Un constat dont il a tiré la nécessité de « maîtriser le déficit du budget de l’Etat, le taux d’endettement, et de rechercher l’équilibre entre une fiscalité qui contribue à rétablir le taux de croissance par le soutien de l’entreprise, l’incitation à l’investissement privé , d’une part,  et la consolidation des ressources fiscale, l’amélioration du recouvrement de l’impôt et la lutte contre l’évasion fiscale en tenant compte du pouvoir d’achat du citoyen , d’autre part ».
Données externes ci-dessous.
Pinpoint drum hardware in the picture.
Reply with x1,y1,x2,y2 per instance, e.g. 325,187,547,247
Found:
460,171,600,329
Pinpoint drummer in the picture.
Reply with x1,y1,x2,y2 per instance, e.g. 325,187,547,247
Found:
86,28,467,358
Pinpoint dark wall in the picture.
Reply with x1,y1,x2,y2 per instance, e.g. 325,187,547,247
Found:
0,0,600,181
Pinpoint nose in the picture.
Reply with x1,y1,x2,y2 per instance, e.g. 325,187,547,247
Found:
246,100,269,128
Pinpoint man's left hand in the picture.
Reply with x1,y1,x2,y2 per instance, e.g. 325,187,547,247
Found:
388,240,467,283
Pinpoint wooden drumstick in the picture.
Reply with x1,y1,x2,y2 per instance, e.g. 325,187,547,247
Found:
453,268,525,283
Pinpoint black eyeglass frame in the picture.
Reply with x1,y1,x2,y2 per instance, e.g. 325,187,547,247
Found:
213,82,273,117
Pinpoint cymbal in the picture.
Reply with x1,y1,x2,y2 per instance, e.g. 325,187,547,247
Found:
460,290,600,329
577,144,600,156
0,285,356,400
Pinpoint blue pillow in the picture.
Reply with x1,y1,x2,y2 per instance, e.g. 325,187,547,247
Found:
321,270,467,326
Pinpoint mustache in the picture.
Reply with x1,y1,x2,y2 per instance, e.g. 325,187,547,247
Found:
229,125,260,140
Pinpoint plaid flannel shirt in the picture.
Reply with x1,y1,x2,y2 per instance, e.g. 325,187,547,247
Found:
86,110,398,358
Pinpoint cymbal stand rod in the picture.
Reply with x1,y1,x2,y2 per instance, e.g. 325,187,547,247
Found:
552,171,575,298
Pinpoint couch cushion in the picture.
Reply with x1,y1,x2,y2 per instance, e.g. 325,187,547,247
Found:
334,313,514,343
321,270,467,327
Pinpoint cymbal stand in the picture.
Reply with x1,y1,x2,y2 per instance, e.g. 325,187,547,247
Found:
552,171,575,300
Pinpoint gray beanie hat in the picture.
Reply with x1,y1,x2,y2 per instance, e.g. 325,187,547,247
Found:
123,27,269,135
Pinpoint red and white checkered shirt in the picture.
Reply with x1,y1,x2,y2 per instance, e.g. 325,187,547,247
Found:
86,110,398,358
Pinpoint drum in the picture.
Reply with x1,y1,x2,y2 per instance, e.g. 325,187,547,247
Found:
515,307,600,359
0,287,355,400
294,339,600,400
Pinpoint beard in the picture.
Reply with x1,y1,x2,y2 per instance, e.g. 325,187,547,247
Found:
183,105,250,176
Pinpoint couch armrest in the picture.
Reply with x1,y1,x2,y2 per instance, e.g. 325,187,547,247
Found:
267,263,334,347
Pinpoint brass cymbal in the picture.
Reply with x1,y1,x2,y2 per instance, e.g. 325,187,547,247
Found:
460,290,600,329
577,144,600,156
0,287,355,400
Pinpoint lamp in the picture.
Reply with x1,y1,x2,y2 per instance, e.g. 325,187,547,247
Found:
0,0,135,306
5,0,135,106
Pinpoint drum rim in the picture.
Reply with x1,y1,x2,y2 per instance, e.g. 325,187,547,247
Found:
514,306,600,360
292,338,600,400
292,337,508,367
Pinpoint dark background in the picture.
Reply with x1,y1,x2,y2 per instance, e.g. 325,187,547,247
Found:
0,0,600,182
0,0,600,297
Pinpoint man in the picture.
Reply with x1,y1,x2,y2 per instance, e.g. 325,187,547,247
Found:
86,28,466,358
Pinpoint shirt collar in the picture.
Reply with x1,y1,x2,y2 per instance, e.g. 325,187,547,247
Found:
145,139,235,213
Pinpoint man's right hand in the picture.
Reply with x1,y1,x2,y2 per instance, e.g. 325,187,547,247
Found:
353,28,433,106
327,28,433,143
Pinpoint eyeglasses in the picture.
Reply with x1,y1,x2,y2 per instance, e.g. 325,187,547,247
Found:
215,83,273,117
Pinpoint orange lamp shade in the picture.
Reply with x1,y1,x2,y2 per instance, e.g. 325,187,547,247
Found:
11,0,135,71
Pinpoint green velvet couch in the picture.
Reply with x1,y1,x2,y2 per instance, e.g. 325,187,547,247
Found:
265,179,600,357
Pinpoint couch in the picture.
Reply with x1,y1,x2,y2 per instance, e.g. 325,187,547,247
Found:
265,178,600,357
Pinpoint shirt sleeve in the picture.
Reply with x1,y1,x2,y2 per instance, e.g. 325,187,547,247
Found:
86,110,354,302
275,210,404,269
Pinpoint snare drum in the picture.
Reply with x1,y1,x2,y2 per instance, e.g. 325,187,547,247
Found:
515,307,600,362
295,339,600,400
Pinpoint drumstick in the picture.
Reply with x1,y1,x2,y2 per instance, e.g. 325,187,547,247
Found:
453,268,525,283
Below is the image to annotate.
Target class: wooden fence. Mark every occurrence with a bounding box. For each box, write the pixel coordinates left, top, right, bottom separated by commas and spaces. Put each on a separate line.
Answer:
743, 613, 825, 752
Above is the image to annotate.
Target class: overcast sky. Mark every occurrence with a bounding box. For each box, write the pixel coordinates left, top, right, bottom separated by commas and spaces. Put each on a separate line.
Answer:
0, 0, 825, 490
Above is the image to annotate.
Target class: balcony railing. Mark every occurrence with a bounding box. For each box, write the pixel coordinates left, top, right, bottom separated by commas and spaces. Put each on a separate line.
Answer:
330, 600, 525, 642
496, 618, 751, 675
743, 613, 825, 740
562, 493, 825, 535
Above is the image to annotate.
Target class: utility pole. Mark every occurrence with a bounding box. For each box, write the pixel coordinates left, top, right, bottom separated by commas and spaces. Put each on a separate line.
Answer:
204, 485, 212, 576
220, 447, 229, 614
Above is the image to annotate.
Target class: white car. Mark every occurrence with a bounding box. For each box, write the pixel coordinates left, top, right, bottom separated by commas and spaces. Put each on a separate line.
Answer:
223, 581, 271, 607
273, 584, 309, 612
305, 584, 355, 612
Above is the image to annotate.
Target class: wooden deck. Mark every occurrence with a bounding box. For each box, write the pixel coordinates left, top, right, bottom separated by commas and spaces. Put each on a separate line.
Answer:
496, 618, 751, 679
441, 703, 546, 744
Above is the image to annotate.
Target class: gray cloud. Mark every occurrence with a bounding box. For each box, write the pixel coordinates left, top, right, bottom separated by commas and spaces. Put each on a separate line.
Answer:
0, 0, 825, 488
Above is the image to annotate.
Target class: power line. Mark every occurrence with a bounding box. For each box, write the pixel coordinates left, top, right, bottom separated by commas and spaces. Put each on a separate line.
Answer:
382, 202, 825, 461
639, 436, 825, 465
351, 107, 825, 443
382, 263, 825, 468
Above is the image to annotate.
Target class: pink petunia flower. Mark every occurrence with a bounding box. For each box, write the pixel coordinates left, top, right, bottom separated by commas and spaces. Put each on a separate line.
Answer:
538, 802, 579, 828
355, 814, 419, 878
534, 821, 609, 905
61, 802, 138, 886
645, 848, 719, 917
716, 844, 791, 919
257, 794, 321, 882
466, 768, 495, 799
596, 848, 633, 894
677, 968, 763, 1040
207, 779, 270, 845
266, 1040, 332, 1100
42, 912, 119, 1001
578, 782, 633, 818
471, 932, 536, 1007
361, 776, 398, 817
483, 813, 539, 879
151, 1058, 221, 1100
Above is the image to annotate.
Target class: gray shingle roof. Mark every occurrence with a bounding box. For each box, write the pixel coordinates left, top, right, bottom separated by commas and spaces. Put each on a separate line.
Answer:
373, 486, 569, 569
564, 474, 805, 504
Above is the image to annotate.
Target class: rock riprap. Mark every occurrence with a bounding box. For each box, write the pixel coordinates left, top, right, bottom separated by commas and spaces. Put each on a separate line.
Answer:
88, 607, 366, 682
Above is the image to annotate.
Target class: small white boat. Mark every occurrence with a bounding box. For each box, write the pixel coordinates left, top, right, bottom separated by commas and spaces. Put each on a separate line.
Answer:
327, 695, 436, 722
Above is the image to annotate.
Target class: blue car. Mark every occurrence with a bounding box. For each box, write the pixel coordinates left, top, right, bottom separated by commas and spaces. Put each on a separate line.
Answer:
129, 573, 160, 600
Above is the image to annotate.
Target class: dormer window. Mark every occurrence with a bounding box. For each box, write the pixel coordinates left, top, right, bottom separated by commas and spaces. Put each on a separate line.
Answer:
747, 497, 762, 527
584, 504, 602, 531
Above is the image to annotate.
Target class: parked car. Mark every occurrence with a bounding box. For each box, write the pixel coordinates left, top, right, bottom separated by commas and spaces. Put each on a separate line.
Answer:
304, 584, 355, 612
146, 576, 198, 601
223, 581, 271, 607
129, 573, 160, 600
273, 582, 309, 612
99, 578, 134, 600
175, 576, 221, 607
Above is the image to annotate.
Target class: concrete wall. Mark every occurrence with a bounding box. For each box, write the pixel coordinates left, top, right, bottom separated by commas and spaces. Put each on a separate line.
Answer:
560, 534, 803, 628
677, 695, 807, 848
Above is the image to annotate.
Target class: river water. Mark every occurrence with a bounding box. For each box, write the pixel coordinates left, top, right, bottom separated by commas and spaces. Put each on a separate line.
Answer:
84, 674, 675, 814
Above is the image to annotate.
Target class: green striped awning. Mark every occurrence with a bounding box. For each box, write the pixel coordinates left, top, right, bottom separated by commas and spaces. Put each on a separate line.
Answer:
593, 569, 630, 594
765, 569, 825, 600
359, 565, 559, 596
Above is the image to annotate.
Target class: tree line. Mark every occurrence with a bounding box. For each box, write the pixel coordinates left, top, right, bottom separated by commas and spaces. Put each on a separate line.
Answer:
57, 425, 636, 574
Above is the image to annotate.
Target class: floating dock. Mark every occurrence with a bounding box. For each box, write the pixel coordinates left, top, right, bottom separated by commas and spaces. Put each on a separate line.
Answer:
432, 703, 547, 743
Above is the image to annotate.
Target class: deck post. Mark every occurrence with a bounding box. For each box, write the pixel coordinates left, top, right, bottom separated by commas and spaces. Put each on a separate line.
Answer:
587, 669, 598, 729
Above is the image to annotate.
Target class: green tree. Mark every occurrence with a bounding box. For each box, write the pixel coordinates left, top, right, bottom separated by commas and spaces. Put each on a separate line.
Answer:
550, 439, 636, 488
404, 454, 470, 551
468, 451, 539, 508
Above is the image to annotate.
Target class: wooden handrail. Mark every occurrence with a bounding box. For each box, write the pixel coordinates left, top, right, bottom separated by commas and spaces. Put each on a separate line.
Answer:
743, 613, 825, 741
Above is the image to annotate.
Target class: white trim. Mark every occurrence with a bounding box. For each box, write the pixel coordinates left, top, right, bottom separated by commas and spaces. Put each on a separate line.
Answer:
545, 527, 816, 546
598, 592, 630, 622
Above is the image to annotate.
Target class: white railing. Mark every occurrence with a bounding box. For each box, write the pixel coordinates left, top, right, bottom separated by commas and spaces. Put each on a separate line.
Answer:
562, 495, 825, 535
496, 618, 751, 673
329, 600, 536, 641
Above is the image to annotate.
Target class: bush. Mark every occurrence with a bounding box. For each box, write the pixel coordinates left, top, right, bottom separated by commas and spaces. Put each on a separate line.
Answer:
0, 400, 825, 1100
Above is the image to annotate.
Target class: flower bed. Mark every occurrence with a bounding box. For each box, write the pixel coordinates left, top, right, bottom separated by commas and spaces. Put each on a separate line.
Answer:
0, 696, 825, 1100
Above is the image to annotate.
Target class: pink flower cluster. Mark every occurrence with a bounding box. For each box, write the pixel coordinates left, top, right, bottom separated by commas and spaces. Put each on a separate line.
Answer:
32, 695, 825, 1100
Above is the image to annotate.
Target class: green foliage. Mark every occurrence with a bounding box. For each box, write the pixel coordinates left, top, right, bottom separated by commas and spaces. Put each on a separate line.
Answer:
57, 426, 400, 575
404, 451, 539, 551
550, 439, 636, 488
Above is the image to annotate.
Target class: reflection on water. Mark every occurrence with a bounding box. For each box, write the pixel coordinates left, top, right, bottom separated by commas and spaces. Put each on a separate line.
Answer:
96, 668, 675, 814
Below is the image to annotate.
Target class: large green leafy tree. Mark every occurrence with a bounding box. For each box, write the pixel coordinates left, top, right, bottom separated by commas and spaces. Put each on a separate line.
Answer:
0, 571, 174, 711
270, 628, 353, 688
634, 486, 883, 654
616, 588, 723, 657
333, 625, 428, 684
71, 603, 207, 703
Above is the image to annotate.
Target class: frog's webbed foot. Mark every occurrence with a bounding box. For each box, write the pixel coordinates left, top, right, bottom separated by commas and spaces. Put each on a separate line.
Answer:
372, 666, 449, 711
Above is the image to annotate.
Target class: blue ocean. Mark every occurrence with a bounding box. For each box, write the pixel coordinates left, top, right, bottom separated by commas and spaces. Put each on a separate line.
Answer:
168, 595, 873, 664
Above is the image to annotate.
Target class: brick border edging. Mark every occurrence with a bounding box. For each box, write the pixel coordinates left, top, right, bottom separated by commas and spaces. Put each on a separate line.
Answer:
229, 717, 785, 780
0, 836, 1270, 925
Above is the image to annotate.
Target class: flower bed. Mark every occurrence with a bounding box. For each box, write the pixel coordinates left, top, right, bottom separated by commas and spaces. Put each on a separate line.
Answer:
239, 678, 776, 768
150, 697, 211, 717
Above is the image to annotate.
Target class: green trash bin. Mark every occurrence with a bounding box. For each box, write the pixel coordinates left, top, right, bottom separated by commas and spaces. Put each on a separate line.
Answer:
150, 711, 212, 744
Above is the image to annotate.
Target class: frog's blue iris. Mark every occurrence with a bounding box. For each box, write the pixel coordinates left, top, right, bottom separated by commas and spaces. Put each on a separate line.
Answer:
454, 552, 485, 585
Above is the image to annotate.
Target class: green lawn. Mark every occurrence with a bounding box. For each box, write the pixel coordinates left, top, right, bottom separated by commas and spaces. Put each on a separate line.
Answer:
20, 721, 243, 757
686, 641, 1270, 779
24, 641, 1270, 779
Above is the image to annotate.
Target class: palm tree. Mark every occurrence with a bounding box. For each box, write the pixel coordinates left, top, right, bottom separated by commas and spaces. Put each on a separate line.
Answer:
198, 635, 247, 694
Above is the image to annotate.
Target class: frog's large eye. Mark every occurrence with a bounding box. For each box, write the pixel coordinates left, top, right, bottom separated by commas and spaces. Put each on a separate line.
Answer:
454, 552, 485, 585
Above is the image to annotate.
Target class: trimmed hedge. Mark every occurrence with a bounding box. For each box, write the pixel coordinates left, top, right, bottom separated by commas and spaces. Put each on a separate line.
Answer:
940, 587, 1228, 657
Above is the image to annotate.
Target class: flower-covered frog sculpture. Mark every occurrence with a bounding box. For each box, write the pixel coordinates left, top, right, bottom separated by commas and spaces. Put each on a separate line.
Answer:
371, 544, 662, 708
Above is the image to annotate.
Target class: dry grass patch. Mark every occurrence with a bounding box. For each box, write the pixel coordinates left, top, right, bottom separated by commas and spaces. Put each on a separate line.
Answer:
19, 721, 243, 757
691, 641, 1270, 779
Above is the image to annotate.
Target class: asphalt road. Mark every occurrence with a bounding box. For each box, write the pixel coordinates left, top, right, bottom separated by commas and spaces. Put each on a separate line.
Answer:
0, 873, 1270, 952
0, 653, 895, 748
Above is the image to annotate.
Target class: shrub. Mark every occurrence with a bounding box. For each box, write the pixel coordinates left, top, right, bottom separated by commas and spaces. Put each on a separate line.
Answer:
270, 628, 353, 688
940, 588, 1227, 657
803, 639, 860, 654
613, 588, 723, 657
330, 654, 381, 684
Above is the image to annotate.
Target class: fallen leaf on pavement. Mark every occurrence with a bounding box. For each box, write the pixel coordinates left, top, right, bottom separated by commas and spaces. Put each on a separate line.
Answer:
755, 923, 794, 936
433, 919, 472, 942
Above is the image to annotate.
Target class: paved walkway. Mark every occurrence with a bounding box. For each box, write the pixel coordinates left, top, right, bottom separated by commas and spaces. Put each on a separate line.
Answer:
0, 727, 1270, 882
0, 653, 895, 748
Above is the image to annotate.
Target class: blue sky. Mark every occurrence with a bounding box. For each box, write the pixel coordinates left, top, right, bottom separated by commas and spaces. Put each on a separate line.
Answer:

Le tout-impôt ou presque !

Des objectifs  qui seront jumelés à d’autres de nature purement fiscale, singulièrement celles élargissant l’assiette de la taxe sur la valeur ajoutée (TVA) et réduisant la liste des exonérations sur la TVA pour certains produits et services. Il en sera ainsi des médicaments et des produits pharmaceutiques importés dont les similaires ne sont pas produits localement, qui seront assujettis à une TVA de 6%, autant que pour les produits de la même nature fabriqués localement où ce taux est appliqué aux termes de la LF 2016. Idem pour la location des établissements meublés destinés à l’hébergement des étudiants ( foyers privés) à l’instar des services des jardins d’enfants, de l’enseignement, et des cantines scolaires et les restaurants universitaires. Au même taux seront taxées l’importation et la vente des livres, ouvrages et publications assimilées, ainsi que produits servant à l’impression des journaux, des publications périodiques, des brochures et plaquettes publicitaires et touristiques, à l’exclusion du papier  pour journaux.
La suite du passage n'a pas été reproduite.